Getting Back to the Right Family Tree
From the beginning, family has been vitally important. The roots of problems go way back, and so do the roots of success.
They are consistently the greatest influences that mold and shape every one of us.
Yet they are wildly inconsistent in form, ranging from small to large, structured to chaotic, predictable to erratic, close-knit to detached, tranquil to turbulent, controlling to indulgent, authoritarian to permissive, protective to dangerous, compassionate to cruel, warm to cold, and so on.
They are … our families!
Somewhere in that list of traits you find your own family identity and the ways, for good or bad, that environment has profoundly affected your life.
They could have had it all
As important as family is to us, it’s an even bigger deal to God. He, too, wants to profoundly affect our lives, first and foremost through the concept of family. Children, sons and daughters, He calls us. Father, Brother, He calls Himself and Jesus Christ. He’s heavy on family identity because His whole reason for creating us was so that we can be in His eternal family!
So at the same time He created His first children, Adam and Eve, He also created the human family, first through the marriage institution (“a man shall leave his father and mother and be joined to his wife, and they shall become one flesh”), then through the blessing that they should “be fruitful and multiply.”
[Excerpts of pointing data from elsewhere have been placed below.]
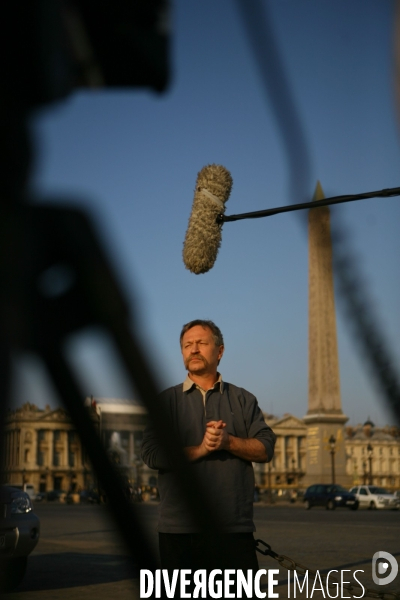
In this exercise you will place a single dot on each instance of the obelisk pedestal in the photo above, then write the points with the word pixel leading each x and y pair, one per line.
pixel 324 416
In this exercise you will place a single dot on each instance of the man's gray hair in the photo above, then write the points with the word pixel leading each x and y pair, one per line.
pixel 216 332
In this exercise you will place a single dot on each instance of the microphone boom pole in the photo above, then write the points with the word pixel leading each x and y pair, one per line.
pixel 386 193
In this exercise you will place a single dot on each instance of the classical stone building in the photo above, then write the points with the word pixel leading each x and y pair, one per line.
pixel 372 455
pixel 41 447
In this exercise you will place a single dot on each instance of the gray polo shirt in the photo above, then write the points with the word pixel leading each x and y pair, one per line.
pixel 226 479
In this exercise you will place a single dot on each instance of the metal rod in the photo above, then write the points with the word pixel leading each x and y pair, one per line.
pixel 386 193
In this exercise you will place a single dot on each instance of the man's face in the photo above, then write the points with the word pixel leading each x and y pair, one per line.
pixel 199 351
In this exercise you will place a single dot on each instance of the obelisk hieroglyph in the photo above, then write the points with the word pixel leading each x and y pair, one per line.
pixel 324 416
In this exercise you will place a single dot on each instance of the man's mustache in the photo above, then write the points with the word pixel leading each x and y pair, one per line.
pixel 197 357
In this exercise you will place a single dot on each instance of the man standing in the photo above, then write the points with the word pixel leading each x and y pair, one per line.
pixel 222 430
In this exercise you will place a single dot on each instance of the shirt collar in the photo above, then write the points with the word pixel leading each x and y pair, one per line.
pixel 189 383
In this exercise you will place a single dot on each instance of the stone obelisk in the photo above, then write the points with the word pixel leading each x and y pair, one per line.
pixel 324 417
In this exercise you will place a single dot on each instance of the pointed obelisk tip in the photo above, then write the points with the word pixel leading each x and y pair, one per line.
pixel 319 192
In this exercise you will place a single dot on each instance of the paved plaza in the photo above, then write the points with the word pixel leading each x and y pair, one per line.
pixel 80 557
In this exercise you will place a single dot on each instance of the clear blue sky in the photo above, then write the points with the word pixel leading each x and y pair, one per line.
pixel 132 157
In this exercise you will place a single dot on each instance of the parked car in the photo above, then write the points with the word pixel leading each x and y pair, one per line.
pixel 330 496
pixel 89 497
pixel 372 497
pixel 19 534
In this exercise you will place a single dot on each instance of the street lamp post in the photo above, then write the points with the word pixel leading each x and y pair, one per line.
pixel 369 451
pixel 332 444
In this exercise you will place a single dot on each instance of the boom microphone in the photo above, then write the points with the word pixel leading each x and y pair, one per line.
pixel 203 236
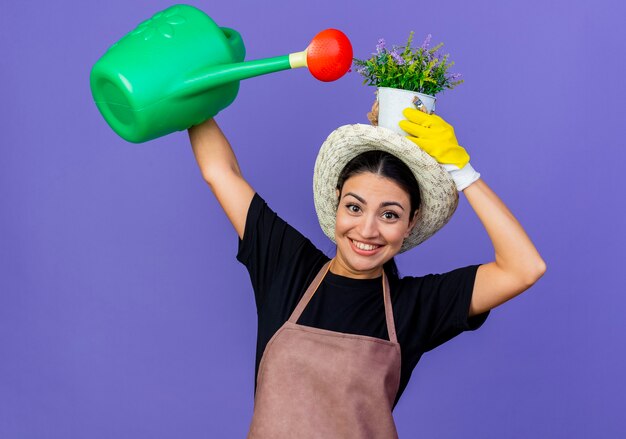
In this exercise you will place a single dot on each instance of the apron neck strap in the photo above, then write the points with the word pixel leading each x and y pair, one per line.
pixel 391 327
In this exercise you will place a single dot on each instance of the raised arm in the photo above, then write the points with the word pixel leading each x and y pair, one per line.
pixel 517 265
pixel 220 170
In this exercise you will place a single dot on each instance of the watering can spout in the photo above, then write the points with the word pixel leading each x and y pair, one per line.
pixel 214 76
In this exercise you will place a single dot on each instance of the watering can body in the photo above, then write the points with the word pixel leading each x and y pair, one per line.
pixel 168 74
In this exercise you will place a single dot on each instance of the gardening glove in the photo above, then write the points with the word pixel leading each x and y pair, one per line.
pixel 435 136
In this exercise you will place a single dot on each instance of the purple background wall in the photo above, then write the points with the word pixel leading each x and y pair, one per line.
pixel 123 312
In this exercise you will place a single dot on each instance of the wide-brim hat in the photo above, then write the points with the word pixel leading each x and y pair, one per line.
pixel 439 196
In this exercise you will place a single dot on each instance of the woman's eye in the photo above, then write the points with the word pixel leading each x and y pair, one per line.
pixel 391 215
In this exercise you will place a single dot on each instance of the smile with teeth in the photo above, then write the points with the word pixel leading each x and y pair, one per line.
pixel 363 246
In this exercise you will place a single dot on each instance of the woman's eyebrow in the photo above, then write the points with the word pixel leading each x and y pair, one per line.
pixel 383 204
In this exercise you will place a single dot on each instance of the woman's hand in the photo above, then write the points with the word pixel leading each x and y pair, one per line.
pixel 435 136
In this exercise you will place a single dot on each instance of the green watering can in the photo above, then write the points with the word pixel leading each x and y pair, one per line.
pixel 179 68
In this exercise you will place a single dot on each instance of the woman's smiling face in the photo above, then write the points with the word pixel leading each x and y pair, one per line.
pixel 373 218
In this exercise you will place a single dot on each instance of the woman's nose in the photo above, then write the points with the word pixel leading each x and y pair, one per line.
pixel 369 226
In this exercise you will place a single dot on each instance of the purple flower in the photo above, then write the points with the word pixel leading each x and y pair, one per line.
pixel 397 58
pixel 380 46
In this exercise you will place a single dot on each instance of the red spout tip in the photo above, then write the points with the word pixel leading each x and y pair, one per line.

What a head start! This beautiful couple had it all—their gorgeous Garden of Eden home, no fears, no struggles, no past problems to deal with and, best of all, a personal relationship with God. A great life that could even get better!
They lost it all
But Adam and Eve still faced one big potential problem: their own thinking and the freedom to choose. “Do we follow God or not?” The threat came to them through a few ideas planted in their minds, but those ideas would lead to life-and-death decisions.
The serpent targeted Eve’s thinking on several levels—you can’t trust God; you’re good enough to know good and evil without God; there’s a better way than what He’s telling you; you don’t know what you’re missing out on!
It worked. She rejected God and ate of the “tree of the knowledge of good and evil,” and Adam quickly followed.
Just like that, they lost it all—home, security, comfort and, worst of all, that familial closeness with their Father. From then on, they and all of us following have eaten of their tree of choice, deciding for ourselves what is good, what is evil. This diet, predictably, has produced mixed fruit. Some things have turned out good; some things evil.
So how did their family life turn out? Well, considering that one of their children murdered his brother—“not so good.” How painful that must have been for the whole family! How often must Adam and Eve have rued the day they chose to dismiss God.
Getting back to what we need
Don’t we all want, need, what only good family life can provide? Loving marriages, wise parenting, thriving relationships?
Because family is so important to God, so critical for society’s stability, and determines so much of our happiness and success, Discern consistently features articles on God’s instructions for healthy marriages and families. As you’ll see beginning on page 15, family is this issue’s primary focus.
We can’t get our families “back to the garden.” But we can get our families back to God—to knowing Him as our Father, to learning His principles of living. We can get them to the family tree we need—the tree of life!